I did not squeal, but I think my “Yes!” startled her.
This painting is, oh, yes, a gift.

Best Year Ever. Still.

Nothing like committing to do something in public to make you see your own flaws.

My best year isn’t done, and it’s still the best I’ve ever lived, and I’ve been busy living it. Eh, but I’ve been busy procrastinating about all sorts of things. Like posting here. Seems as soon as I give myself a rule it makes me want to break it. Makes me wonder if there’s an app that’ll impose deadlines that make you unable to post after a certain time. (I do this for my students on Blackboard, and as a fellow procrastinator, I understand the value of having a deadline with consequences.)

So.
Some of the best things right now:

  • I’m rediscovering Jesus. And praying every day that it doesn’t turn me into an annoying conservative twat. I’d annoy myself. Gag me.
  • I am learning a lot about my absentminded habits. Thank God my husband is so laid-back. Couple days ago he said, smiling, “Honey, do you not like bending over?” I gave him a wtf look and he said, “When you lay something down, it stays there.” I–ah–well. That explains a lot. What amuses me is that now, because of that tiny, indulgent smile of his, I catch myself when I lay something down, and I remember that my actions affect someone else.
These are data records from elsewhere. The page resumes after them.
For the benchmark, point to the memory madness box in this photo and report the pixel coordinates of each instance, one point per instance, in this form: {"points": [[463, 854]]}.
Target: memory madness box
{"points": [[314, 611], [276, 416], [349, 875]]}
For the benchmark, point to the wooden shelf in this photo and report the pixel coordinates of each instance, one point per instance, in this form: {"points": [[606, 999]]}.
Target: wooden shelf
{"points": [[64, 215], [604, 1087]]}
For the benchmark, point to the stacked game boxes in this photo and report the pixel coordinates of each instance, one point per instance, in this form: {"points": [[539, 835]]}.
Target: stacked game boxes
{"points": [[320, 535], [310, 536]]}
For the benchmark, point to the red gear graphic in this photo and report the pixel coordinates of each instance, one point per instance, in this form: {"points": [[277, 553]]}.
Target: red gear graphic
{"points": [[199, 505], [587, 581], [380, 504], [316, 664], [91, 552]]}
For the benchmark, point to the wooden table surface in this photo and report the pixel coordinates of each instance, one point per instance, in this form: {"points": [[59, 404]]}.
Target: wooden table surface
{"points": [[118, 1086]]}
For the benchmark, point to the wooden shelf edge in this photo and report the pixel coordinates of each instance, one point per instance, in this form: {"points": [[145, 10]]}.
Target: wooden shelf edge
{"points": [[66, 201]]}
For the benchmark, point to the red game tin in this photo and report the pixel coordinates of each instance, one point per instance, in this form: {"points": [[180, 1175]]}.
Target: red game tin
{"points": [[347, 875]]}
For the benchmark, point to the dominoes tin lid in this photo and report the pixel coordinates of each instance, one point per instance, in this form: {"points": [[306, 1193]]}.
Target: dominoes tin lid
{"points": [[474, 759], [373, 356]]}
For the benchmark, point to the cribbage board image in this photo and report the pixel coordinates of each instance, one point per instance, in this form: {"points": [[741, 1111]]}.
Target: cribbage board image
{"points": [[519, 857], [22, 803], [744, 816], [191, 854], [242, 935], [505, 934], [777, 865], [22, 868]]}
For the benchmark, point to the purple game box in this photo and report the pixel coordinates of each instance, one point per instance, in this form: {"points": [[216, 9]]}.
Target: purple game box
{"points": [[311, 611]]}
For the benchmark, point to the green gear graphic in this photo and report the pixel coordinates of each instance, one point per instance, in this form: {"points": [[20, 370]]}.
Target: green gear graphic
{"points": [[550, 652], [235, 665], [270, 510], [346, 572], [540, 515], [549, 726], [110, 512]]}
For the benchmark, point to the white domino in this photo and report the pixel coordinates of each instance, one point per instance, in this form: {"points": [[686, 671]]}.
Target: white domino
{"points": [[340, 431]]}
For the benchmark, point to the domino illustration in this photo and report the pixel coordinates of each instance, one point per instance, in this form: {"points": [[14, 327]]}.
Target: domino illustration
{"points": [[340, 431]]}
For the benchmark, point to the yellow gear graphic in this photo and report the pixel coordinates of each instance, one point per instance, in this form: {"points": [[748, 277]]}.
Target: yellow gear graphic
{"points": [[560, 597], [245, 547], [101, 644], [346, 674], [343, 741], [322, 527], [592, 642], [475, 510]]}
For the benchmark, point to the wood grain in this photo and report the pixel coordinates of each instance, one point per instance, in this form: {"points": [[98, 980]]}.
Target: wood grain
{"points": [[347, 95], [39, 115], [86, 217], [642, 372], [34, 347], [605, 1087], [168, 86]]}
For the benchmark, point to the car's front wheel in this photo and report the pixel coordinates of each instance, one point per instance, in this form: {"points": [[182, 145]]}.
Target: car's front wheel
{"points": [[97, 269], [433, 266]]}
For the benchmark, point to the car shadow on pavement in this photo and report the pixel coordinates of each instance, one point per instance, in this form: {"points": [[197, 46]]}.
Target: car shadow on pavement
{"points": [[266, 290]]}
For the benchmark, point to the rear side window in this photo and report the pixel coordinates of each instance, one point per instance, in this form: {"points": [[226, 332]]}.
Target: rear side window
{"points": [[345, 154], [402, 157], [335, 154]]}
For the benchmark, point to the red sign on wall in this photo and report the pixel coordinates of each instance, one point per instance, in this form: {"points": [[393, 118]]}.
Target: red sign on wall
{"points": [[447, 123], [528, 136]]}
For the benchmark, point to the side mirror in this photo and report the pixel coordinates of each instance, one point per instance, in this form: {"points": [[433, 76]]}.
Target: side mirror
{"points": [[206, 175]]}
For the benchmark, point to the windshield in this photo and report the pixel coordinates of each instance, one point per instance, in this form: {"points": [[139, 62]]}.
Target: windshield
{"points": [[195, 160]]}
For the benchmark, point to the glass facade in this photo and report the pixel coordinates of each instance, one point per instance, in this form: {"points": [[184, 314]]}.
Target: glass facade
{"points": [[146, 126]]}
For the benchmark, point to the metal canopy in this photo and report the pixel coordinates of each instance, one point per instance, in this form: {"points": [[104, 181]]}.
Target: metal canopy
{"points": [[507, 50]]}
And I don’t lay it down.
  • I am writing! I am noodling about scenes, I am plotting, I am creating characters I love, and I am regularly in my writing corner.
  • I am actively growing as a teacher. This semester I’m implementing a couple of tools I developed last semester and the feedback I’m getting from students is helping me to make them more user-friendly. (A worksheet on thesis statements and topic sentences, and an online workshop on developing a solid thesis.) Geeky, yes, but fun for me.

From Notes from the Universe:
“The absolute, most sure-fire way
of physically moving in the direction of
your dreams, on a day-to-day basis,
without messing with the “cursed hows,”
is living them, now, to any degree that you can.

And you can.

My dream is not only to write, but to create a space for others to explore writing, so I’m committing to starting a group for writers here where I live. Instead of waiting to move to somewhere green and cool (O! Vermont!) I’m going to do something now.

Funny. No one really cares what you can do, only what you do.